Projet de programmes d’éducation à la vie affective et relationnelle, et à la sexualité (EVARS)
CSP
Par lettre de saisine en date du 23 juin 2023 et lettre de mission du 30 octobre 2023, le ministre de l’Éducation nationale et de la Jeunesse a demandé au Conseil supérieur des programmes de concevoir le programme d’éducation à la vie affective et relationnelle, et à la sexualité (EVARS).
Le projet de programmes d'éducation à la vie affective, relationnelle, et à la sexualité a été publié le 5 mars 2024 par le Conseil supérieur des programmes.

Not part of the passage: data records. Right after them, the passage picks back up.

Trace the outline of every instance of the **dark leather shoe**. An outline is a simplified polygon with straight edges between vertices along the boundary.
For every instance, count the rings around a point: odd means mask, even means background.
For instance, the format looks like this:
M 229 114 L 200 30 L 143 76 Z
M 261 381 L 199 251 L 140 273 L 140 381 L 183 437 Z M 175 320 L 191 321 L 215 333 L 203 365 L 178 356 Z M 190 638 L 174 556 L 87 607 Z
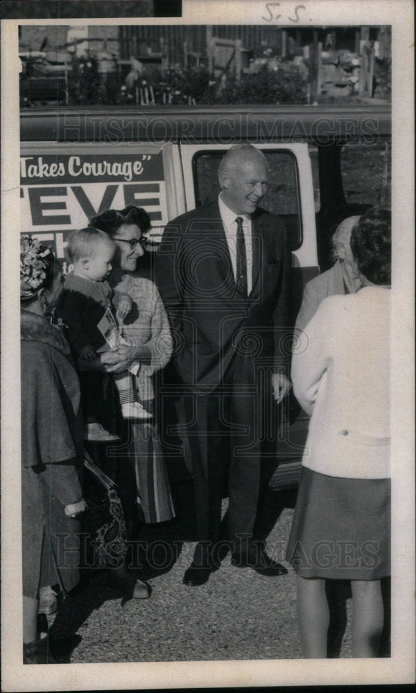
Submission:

Le projet de programmes d’éducation à la vie affective, relationnelle, et à la sexualité a été élaboré par un groupe de travail piloté par deux inspecteurs généraux de l’éducation, du sport et de la recherche (IGÉSR), Frank Burbage et Caroline Moreau-Fauvarque, et composé d’un troisième IGÉSR, de deux inspectrices d’académie-inspectrices pédagogiques régionales (IA-IPR) de sciences de la vie et de la Terre (SVT), d’une IA-IPR de philosophie, de trois inspecteurs de l’éducation nationale (IEN), d’une conseillère pédagogique de circonscription (CPC), d’un professeur d’éducation physique et sportive (EPS), d’une professeure de biotechnologies, génie biologique, option biochimie, d’une professeure de SVT, d’un professeur de lettres-histoire-géographie, d’une professeure des écoles, d’une infirmière conseillère technique auprès du recteur, d’un sociologue, ainsi que d’une médecin praticienne hospitalière.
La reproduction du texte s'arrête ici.